Oriental Insurance Co. Ltd, Dharmapuri v. Santhamani
2013-06-03
R.BANUMATHI, T.S.SIVAGNANAM
body2013
DigiLaw.ai
Judgment : R. Banumathi, J. 1. Aggrieved by the award of compensation of Rs.26,28,800/- in M.C.O.P.No.211 of 2006 dated 12.10.2009 on the file of Motor Accident Claims Tribunal (Fast Track Court No.4), Bhavani, for the death of deceased S.K.Chandrasekar, the Insurance Company has preferred this appeal. 2. The brief facts are as under: On 14.10.2005, at about 3.45 p.m, when the deceased was proceeding in his motor cycle bearing Regn.No.TN 36 C 5677 from north to south on the left side of the Kovai to Salem NH 47 Main Road, the lorry bearing Regn.No.TN 28 Y 4851, being driven by the 5th respondent, proceeded from south to north with uncontrollable high speed and in a negligent manner and when reached near National Dairy Development Road, it hit against the deceased and ran over him and stopped at eastern side ditch.
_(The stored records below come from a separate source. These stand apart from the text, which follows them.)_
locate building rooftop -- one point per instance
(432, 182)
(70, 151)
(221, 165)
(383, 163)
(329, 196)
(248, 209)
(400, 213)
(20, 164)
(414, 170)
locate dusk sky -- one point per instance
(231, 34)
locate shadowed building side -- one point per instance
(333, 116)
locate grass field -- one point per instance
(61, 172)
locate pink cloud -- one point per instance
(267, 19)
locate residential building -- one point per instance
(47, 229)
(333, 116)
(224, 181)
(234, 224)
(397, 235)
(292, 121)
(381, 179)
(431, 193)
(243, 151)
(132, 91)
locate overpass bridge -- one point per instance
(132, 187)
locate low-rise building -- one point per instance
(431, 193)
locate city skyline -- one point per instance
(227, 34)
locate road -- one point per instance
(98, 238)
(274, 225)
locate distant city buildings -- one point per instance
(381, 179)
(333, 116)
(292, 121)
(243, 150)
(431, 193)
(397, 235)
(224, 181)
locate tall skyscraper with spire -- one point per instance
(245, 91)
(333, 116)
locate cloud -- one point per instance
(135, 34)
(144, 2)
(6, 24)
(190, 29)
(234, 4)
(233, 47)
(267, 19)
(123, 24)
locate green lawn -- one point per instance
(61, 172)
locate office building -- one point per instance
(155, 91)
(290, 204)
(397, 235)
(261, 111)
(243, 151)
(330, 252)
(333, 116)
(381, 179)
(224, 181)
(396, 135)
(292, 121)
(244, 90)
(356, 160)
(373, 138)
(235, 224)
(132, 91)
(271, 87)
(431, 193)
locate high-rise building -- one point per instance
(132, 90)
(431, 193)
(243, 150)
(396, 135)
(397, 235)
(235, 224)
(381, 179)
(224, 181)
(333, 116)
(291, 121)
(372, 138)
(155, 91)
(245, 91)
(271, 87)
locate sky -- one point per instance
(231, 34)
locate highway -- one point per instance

Due to the accident, the deceased died on the spot. A case in Crime No.506 of 2005 was registered on the file of Chithode Police Station for the offence under Sections 279 and 304(A) IPC. At the time of accident, the deceased was working as Head of Department in BBM Department in Vasavi College and earning a sum of Rs.18,000/- per month as salary and also getting a sum of Rs.62,000/- from agriculture and totally the deceased was getting Rs.80,000/- per month. Alleging that the accident was due to the rash and negligent driving of the lorry driver and that the owner of the lorry and insurance Company are liable to pay the compensation, the claimants, who are the wife, minor daughter and parents of the deceased, have filed the claim petition claiming compensation of Rs.75,00,000/-. 3. Denying the manner of accident and alleging that the accident was due to the negligence of the deceased Chandrasekar, the appellant Insurance Company filed counter affidavit. In the counter affidavit, the appellant Insurance Company has also denied the avocation of the deceased and also his income from being the Lecturer in Vasavi College and also his income from tuition and agriculture. 4. Before the Tribunal, the first claimant – wife of the deceased examined herself as P.W.1. Eye witness – Sivashanmugam was examined as P.W.2. The Office Superintendent and Junior Assistant of Vasavi College were examined as P.Ws.3 and 4. Exs.A.1 to A.24 were marked on the side of the respondents.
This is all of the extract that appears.